I’ll not belabor the point, other than to reiterate the joy we should all feel — in knowing that a chronic disease afflicting at least three million in the US alone — is soon to be eradicated.

The only question now is. . . how late to the party will Merck’s MK-5172 combo candidate actually be? One year? Or two years?

Here’s a bit — do go read it all:

. . . .There is no doubt we are on the verge of wiping out hepatitis C,” said Dr. Mitchell L. Shiffman, the director of the Bon Secours Liver Institute of Virginia and a consultant to many drug companies. . . .

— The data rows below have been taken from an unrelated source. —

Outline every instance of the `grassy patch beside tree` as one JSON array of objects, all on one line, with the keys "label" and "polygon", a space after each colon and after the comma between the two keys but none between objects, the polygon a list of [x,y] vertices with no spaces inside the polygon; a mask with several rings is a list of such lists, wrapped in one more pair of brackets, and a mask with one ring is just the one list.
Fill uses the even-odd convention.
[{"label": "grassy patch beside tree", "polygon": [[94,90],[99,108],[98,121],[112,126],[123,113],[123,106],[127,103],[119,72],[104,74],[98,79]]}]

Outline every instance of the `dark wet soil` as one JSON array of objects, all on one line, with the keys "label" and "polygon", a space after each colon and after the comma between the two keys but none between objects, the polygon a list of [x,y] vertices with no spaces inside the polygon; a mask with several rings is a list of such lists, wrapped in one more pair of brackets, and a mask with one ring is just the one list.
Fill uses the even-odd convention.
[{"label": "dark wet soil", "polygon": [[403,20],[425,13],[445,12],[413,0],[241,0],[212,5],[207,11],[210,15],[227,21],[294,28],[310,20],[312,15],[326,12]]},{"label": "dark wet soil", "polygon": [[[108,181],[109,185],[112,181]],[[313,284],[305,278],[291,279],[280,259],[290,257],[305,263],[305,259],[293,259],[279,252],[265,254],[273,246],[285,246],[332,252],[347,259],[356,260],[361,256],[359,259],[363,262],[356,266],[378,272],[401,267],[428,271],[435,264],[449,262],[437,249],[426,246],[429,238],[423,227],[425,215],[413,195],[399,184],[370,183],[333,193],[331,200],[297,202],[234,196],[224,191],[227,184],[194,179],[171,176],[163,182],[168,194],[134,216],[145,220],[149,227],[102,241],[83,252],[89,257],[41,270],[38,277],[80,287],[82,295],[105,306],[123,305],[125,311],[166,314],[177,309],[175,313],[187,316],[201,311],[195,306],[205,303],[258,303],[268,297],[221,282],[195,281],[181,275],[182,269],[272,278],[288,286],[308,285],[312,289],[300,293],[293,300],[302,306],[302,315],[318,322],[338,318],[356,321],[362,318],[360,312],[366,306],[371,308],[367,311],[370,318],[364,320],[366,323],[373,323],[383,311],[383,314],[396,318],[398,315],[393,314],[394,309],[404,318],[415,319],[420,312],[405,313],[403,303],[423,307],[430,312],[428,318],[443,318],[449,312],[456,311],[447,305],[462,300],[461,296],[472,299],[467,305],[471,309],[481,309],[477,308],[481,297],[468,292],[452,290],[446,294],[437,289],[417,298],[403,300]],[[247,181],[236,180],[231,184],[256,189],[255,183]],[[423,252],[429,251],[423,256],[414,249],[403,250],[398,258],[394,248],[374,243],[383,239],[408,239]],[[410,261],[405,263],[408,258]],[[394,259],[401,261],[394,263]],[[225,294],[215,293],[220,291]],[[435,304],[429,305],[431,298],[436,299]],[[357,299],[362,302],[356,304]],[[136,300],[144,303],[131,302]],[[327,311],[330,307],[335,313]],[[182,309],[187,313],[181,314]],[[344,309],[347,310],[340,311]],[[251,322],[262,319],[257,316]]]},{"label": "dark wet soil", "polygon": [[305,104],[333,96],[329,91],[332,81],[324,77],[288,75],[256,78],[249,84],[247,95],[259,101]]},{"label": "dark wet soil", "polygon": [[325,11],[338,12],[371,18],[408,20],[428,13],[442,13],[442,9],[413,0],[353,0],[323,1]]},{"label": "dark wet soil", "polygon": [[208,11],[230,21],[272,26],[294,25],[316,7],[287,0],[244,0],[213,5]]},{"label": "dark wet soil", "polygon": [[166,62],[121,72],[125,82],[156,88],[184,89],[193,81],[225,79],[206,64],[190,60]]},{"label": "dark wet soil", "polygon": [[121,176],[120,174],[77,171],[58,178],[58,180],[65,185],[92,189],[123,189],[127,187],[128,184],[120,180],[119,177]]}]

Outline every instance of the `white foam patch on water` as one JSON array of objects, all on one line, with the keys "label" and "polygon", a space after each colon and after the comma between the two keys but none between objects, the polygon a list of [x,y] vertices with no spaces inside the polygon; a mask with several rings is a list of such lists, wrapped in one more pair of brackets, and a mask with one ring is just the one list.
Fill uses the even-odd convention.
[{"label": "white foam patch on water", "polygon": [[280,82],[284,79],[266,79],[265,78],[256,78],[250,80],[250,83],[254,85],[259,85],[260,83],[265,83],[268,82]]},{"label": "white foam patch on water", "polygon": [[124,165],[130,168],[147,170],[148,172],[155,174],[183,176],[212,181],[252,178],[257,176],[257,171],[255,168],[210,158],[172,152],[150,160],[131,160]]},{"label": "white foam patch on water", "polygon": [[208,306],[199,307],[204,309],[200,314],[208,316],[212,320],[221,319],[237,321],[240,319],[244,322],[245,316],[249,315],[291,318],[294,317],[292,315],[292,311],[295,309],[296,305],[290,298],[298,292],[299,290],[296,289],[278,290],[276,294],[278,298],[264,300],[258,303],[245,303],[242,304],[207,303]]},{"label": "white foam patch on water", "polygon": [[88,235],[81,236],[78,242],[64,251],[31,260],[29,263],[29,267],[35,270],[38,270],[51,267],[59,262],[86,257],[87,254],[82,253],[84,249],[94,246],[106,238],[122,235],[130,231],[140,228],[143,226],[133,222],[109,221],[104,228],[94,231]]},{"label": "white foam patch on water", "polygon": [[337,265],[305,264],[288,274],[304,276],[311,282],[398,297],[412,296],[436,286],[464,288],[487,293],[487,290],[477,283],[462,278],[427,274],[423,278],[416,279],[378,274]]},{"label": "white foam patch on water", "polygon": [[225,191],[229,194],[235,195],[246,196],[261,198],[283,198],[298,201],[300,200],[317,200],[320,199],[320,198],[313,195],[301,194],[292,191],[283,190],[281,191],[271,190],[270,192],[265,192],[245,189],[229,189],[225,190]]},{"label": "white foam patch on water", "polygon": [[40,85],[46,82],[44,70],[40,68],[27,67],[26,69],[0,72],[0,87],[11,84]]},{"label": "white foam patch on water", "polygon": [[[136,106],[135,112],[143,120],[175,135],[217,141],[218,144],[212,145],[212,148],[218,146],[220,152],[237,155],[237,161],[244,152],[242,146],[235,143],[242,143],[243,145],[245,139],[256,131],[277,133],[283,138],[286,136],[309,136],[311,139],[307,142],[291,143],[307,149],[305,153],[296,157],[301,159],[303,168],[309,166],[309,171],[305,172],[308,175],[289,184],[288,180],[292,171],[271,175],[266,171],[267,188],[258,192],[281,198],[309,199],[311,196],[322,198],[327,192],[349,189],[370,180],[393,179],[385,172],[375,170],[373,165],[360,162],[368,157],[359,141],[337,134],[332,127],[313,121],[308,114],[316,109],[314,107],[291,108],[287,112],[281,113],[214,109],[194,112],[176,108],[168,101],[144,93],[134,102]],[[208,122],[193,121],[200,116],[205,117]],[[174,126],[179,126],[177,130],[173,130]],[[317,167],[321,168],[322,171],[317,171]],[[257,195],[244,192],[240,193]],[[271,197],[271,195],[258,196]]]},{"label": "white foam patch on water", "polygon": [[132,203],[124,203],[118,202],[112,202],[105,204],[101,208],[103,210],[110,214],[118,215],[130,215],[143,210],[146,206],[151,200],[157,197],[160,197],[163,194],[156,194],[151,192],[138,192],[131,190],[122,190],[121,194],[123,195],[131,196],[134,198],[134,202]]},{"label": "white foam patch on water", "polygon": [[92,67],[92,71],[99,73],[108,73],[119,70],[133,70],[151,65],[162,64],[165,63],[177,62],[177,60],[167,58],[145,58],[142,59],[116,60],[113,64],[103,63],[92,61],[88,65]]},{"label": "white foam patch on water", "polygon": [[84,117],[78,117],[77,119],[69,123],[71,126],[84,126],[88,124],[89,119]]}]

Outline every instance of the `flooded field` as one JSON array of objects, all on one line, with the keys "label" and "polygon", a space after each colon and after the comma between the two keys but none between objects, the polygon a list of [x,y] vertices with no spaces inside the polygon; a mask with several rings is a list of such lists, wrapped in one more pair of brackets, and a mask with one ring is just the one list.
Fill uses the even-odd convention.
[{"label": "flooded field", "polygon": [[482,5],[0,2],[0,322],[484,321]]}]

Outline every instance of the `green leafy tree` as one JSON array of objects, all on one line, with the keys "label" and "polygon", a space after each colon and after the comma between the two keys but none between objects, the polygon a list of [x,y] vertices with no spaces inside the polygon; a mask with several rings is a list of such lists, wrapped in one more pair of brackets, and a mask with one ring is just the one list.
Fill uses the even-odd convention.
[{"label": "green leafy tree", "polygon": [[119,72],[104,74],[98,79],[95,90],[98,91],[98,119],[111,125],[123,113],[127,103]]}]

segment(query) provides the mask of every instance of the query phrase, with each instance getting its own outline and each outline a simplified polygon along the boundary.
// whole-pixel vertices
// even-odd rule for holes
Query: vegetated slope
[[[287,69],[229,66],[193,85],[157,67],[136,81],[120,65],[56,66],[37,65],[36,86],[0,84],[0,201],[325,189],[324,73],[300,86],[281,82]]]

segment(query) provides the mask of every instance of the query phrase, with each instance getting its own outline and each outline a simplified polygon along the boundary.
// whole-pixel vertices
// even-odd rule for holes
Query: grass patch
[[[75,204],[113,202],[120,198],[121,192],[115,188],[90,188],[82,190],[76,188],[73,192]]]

Among the new drugs, the one garnering the most excitement is sofosbuvir, from Gilead Sciences, which is expected to be approved by the Food and Drug Administration by Dec. 8. It inhibits the virus’s polymerase enzyme, which builds new genomes out of RNA so the virus can replicate.

Sofosbuvir is an evil decoy of sorts. It looks like a building block of RNA. But once it is mistakenly incorporated into the RNA chain, the chain cannot grow and the virus cannot reproduce. . . .

Other companies, including AbbVie, Merck and Bristol-Myers Squibb, are in a heated race to also bring all-oral combinations to market in the next two years or so.

Liver specialists will be able to put together an all-oral regimen for genotype 1 very soon, however, by prescribing both sofosbuvir and simeprevir, a Johnson & Johnson protease inhibitor that is expected to win approval soon. One study has shown this combination to be extremely effective, though insurers may balk at paying for two expensive drugs. . . .

So it goes. Just I’ve been saying all weekend. The Gilead drug will be a license to print money; and access issues are sure to crop up, even among fully insured, Cadillac-style plan participants.